MD, PhD, FMedSci, FRSB, FRCP, FRCPEd.

The objective of this trial, just published in the BMJ, was to assess the efficacy of manual acupuncture as prophylactic treatment for acupuncture naive patients with episodic migraine without aura. The study was designed as a multi-centre, randomised, controlled clinical trial with blinded participants, outcome assessment, and statistician. It was conducted in 7 hospitals in China with 150 acupuncture naive patients with episodic migraine without aura.

They were given the following treatments:

  • 20 sessions of manual acupuncture at true acupuncture points plus usual care,
  • 20 sessions of non-penetrating sham acupuncture at heterosegmental non-acupuncture points plus usual care,
  • usual care alone over 8 weeks.

The main outcome measures  were change in migraine days and migraine attacks per 4 weeks during weeks 1-20 after randomisation compared with baseline (4 weeks before randomisation).

A total of 147 were included in the final analyses.
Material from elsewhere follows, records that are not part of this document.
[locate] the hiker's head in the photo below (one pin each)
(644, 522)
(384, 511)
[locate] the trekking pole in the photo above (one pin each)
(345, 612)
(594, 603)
Compared with sham acupuncture, manual acupuncture resulted in a significantly greater reduction in migraine days at weeks 13 to 20 and a significantly greater reduction in migraine attacks at weeks 17 to 20. The reduction in mean number of migraine days was 3.5 (SD 2.5) for manual versus 2.4 (3.4) for sham at weeks 13 to 16 and 3.9 (3.0) for manual versus 2.2 (3.2) for sham at weeks 17 to 20. At weeks 17 to 20, the reduction in mean number of attacks was 2.3 (1.7) for manual versus 1.6 (2.5) for sham. No severe adverse events were reported. No significant difference was seen in the proportion of patients perceiving needle penetration between manual acupuncture and sham acupuncture (79% v 75%).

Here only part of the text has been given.